Was it a good idea to have started this? He could not really tell. Barely out of the Blazing Building, he had felt an urge to
take his revenge on the Council in one way or another. He had scribbled a hasty note and thrown it, not far from the Blazing Building, into one of the special garbage cans that the Scavengers used as post boxes and where he knew it would be collected quickly. They had acted swiftly and, as usual, efficiently.

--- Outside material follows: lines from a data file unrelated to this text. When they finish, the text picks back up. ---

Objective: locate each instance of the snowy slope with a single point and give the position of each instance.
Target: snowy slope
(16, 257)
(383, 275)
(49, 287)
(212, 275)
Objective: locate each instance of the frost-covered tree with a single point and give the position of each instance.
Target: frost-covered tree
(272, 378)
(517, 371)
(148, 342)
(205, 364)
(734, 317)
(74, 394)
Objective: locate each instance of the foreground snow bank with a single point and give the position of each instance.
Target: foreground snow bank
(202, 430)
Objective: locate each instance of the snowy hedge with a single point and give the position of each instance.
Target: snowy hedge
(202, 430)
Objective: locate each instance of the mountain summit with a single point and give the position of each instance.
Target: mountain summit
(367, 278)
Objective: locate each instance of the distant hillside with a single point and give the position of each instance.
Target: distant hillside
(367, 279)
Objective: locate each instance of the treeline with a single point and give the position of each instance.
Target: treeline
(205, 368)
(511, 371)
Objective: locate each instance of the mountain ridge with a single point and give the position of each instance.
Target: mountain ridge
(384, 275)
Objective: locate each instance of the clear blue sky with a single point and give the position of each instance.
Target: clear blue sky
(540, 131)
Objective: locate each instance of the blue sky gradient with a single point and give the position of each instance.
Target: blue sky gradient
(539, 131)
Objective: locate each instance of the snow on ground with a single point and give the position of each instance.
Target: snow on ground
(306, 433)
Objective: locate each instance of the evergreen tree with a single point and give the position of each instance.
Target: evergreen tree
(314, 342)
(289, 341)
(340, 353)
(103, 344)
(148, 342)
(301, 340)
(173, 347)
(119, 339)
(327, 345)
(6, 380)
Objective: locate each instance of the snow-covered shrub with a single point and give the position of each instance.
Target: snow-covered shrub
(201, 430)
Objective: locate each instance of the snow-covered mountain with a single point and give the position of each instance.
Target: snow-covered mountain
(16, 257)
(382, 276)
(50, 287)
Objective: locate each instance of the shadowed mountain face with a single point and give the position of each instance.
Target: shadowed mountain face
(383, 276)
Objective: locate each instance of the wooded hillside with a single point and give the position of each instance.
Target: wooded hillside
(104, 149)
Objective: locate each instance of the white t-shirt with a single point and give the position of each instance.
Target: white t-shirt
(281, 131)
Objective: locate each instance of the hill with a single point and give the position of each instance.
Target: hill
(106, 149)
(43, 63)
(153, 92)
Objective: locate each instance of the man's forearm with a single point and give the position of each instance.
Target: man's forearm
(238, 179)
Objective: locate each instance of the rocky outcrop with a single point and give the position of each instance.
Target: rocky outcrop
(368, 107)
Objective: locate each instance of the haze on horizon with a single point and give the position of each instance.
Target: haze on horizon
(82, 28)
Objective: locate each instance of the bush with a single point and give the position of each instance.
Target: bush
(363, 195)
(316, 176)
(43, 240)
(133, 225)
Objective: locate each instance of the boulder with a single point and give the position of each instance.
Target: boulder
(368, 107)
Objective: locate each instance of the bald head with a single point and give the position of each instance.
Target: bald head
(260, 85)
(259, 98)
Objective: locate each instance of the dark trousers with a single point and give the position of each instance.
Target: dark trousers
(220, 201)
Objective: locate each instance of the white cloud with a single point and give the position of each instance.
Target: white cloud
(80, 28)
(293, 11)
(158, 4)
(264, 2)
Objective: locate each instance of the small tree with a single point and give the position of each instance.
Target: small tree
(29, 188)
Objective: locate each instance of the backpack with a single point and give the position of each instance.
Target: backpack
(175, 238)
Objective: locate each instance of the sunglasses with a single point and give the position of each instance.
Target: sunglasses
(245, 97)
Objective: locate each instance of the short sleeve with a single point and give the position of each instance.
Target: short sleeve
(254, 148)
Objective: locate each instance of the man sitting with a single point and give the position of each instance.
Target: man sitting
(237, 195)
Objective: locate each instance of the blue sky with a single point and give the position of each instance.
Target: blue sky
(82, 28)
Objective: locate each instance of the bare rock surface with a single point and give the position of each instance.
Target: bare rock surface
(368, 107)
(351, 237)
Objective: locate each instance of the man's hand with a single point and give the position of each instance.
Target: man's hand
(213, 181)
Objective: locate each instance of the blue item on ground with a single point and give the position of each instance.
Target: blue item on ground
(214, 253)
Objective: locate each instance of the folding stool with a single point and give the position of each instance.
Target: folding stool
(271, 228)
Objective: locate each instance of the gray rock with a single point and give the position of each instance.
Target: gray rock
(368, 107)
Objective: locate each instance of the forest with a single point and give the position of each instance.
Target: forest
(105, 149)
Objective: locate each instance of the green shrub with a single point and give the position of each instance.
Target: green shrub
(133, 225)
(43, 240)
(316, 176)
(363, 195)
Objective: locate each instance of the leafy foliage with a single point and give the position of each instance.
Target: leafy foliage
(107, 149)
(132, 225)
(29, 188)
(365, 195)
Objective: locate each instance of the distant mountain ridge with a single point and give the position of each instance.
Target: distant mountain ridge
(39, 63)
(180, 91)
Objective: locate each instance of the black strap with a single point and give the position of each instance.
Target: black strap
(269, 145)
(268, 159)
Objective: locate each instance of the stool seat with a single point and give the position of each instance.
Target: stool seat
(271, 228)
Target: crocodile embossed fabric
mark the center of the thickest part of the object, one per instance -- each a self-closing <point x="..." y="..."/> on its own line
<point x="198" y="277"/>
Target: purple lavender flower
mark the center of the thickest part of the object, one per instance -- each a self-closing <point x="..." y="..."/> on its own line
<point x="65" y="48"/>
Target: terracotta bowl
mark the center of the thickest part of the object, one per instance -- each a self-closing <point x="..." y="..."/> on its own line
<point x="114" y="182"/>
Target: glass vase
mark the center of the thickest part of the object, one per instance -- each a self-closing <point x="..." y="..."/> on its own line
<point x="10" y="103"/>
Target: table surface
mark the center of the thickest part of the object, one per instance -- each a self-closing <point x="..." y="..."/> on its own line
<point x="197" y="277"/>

Now he owed them another debt, but he felt there would be plenty of occasions to repay them. Or to beg them for help again.
He went back to the theatre, if the Trilby Temple could be called that. It was more like a music hall, actually, and typical of the Midway. Behind its neoclassical facade it hid what was allegedly a replica of the Place St-Anatole-des-Arts in a fantasy of Bohemian Paris. The mock-leprous walls were decorated with false windows and panes and some hanging laundry, and stylized slate roofs with crooked chimneys reached up to the crudely painted starry ceiling. The floor was painted to simulate cobblestones, and rusty light-green metal chairs surrounded small, round, overcrowded tables. Brentford, however, had a table on a mezzanine disguised as a balcony. As he walked up the corkscrew staircase, Sybil waved, her face lighting up as if she had not seen him for years.
“Spencer the Clumsy Conjuror” was, thank God, finishing his routine to polite applause. Brentford had seen the act before, maybe done by the same man (the name Spencer
conjured
something in his mind that he could not exactly place), and felt rather impatient with it all. He knew it was now a standard feature in magic shows to let a supposedly incompetent assistant drop things and show the ropes, the better to amaze the spectators with the performance to come, but nevertheless the sight of an old man bungling his tricks on purpose saddened Brentford more than it amused him.